Alla Chiesa dispiace di non essere percepita come quella del buon annuncio, con tante cose belle che avrebbe da dire, e di essere invece causa di amarezza, di divisione e di sconfitte esistenziali e politiche, anche per quelli che non hanno niente a che fare con lei.
Alla Chiesa non piace, nel momento in cui dovrebbe chiedere perdono e consolare e risanare le persone offese e violate, di fare la parte della vittima. Non c’è alcun complotto contro la Chiesa. Lo straordinario coraggio che ha avuto il Papa con la sua lettera ai cattolici irlandesi, non poteva che scoperchiare questo vaso di Pandora. E’ bene che gli scandali vengano, se sotto resta la speranza. Non c’è persecuzione contro il Papa, perché allora sarebbe stata persecuzione anche quella dei vescovi che protestarono “con una veemenza da molto tempo non sperimentata”, come scrisse il Papa stesso, contro la riammissione dei vescovi lefebvriani. Pio X, Pio XII, Paolo VI non furono perseguitati, benché sia stato e sia lecito discutere della reazione al modernismo, alla Shoà, o della “Humane vitae”. Nessuno dice che non si debba difendere Pio XII, che avrà pure parlato e operato in favore degli ebrei, ma che in ogni caso non ha fatto sentire fino agli estremi confini della terra il grido della Chiesa quando, prima della forca, Dietrich Bonhoeffer diceva che “chi non grida per gli ebrei non può cantare il gregoriano”.

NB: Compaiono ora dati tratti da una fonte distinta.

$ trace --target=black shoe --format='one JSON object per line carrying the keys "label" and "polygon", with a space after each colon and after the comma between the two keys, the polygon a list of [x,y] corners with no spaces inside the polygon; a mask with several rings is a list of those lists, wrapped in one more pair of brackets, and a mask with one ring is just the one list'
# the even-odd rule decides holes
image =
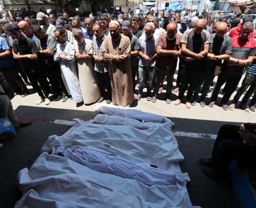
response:
{"label": "black shoe", "polygon": [[195,106],[196,104],[196,100],[193,100],[191,103],[191,104],[193,106]]}
{"label": "black shoe", "polygon": [[251,109],[251,110],[252,110],[252,111],[253,111],[254,112],[255,111],[255,105],[250,106],[249,108]]}
{"label": "black shoe", "polygon": [[199,163],[203,166],[213,167],[214,165],[211,159],[202,158],[199,159]]}
{"label": "black shoe", "polygon": [[63,97],[60,95],[53,95],[53,98],[52,98],[52,100],[53,101],[58,101],[61,98],[62,98]]}
{"label": "black shoe", "polygon": [[65,102],[67,100],[67,95],[65,94],[62,94],[62,102]]}
{"label": "black shoe", "polygon": [[100,103],[102,102],[103,100],[104,100],[104,98],[103,98],[103,97],[101,97],[100,98],[97,102],[98,103]]}
{"label": "black shoe", "polygon": [[230,179],[229,178],[217,174],[215,171],[215,169],[213,167],[203,166],[202,167],[202,170],[205,175],[212,179],[217,180],[223,184],[228,184],[230,183]]}

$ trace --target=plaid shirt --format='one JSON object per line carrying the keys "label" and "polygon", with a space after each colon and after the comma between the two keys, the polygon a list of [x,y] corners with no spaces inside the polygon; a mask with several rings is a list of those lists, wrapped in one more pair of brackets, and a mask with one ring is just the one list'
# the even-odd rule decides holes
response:
{"label": "plaid shirt", "polygon": [[[227,35],[224,35],[223,38],[223,41],[220,40],[222,42],[220,48],[214,49],[213,48],[213,45],[214,38],[216,33],[213,33],[210,35],[210,42],[209,44],[209,52],[211,54],[214,54],[215,55],[223,55],[223,54],[232,54],[232,39]],[[217,39],[216,40],[218,40]],[[215,53],[214,51],[217,51],[217,53]],[[216,54],[215,54],[216,53]]]}
{"label": "plaid shirt", "polygon": [[74,41],[74,37],[72,34],[72,32],[67,30],[65,29],[65,39],[71,43],[73,43]]}
{"label": "plaid shirt", "polygon": [[[94,49],[93,55],[102,56],[103,41],[104,41],[105,37],[106,36],[104,35],[101,40],[98,40],[98,38],[94,37],[93,39],[93,49]],[[94,70],[98,72],[106,72],[108,71],[108,64],[107,62],[105,60],[103,60],[100,62],[95,61]]]}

La Chiesa, adesso, dinanzi alla caduta di tanti suoi preti che tuttavia bisogna amare e non trasformare in capri espiatori, dinanzi alla sofferenza di tante vittime che sono state colpite proprio nei luoghi più sacri, dinanzi a una società civile che chiede che si renda conto di quanto è accaduto, vorrebbe non difese oltranziste ma vorrebbe, in umiltà e ravvedimento, poter cantare il gregoriano.